Tanzanians are forced to reach deeper into their pockets as the government has increased the cost of performing mobile money transfers. Effective July of this year, Tanzania’s have seen the cost to send or withdraw money shoot up to the roof.
The government, through parliament past a bill to hike the charges arguing the extra tax is needed for national development projects.
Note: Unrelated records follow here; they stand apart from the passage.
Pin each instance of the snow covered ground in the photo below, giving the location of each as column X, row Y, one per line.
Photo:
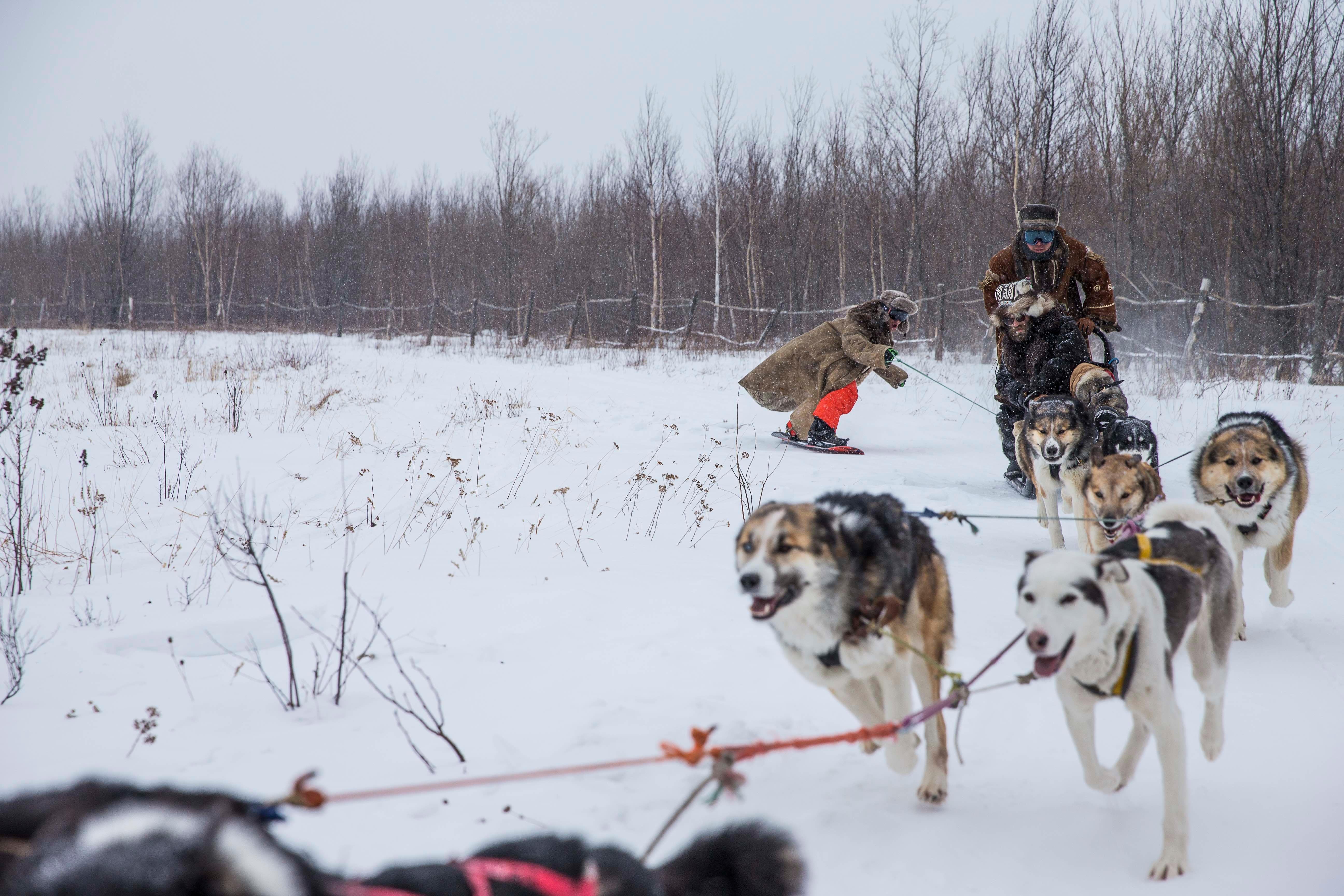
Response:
column 549, row 536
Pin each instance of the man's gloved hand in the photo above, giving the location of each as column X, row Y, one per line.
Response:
column 1009, row 293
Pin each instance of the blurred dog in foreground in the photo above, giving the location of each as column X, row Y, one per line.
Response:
column 115, row 840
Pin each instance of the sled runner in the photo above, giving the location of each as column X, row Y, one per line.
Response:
column 839, row 449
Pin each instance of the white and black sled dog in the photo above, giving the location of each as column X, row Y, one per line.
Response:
column 834, row 579
column 100, row 839
column 1109, row 625
column 1056, row 440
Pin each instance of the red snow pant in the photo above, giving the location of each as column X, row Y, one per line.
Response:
column 835, row 405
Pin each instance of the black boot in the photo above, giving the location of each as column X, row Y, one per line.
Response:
column 823, row 436
column 1017, row 479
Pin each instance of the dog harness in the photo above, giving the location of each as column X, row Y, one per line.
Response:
column 1255, row 527
column 1146, row 554
column 480, row 872
column 1122, row 686
column 1132, row 527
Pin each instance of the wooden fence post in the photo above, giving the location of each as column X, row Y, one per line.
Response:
column 527, row 326
column 943, row 324
column 629, row 327
column 1319, row 377
column 1199, row 312
column 777, row 310
column 690, row 319
column 575, row 321
column 433, row 308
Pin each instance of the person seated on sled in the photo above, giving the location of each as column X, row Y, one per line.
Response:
column 1039, row 350
column 1046, row 261
column 816, row 375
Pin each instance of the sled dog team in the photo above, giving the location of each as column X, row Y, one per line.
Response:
column 858, row 596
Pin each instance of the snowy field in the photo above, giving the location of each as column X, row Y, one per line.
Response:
column 548, row 535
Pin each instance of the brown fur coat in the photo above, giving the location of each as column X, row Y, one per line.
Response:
column 824, row 359
column 1068, row 262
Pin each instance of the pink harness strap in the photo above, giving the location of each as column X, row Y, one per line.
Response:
column 1131, row 528
column 480, row 872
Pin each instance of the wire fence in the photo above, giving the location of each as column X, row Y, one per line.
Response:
column 1162, row 321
The government amended the Electronic and Postal Communication Act (CAP 306) a move that allowed it to impose a levy of on mobile money transactions depending on the amount sent and withdrawn.
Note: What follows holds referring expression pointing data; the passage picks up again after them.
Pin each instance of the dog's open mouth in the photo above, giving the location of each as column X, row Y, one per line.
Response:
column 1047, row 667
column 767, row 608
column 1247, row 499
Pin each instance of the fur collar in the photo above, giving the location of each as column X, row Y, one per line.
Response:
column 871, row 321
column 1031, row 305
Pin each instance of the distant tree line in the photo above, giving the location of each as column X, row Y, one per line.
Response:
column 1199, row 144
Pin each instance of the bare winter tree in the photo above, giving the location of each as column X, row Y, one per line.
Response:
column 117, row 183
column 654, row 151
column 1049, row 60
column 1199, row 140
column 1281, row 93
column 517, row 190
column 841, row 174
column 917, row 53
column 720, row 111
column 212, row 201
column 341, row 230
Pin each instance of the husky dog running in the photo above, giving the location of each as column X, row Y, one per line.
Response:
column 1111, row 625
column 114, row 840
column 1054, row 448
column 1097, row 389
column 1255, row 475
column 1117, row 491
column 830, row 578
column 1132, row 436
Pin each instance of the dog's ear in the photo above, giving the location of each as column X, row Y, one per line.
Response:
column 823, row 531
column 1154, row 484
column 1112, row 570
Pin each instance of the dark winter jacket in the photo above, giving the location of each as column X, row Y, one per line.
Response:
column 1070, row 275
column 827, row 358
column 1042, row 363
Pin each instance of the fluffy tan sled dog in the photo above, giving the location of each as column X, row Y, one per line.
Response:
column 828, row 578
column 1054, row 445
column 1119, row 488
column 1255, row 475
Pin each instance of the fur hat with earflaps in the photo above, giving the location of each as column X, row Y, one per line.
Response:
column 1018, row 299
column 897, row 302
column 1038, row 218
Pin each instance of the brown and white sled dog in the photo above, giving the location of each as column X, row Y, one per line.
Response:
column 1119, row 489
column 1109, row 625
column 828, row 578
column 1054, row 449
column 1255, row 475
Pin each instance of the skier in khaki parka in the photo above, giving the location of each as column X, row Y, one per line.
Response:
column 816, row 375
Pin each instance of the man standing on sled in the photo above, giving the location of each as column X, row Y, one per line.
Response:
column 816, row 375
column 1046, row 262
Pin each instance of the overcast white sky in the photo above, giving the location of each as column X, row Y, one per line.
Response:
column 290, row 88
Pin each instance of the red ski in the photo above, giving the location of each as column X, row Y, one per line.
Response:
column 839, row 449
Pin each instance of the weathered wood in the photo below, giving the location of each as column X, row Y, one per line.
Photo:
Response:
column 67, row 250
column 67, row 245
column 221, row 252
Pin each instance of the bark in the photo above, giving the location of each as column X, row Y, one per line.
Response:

At 17 per cent, Tanzania’s excise rate on mobile phone services is the second-highest in Africa, second only to Zambia.
The amount is an increase from the earlier 14.5 per cent that was raised back in 2014. At that time it was explained that the levy increase was meant to compensate the government for what it explained as ‘the loss of revenue resulting from removal of sim card tax in the FY 2013/14.’
Well, now the government has proposed to return the sim card tax at a rate of up to $ 0.09 (200 Tsh) per day per sim card.
“I propose to amend the Electronic and Postal Communication Act as follows. To impose a levy of between $ 0.0043 to $ 0.09 per SIM card depending on the ability of the user to recharge the balance,” said the country’s Finance Minister Mwigulu Nchemba.
So not only is the government increasing charges on mobile money transfers but also charging a levy for mere ownership of a sim card. The uproar and outcry by the public have been huge, so much that the 6th President Samia Suluhu has asked the Ministry of Finance to revisit the bill and find a consideration to reform the bill and lower the charges.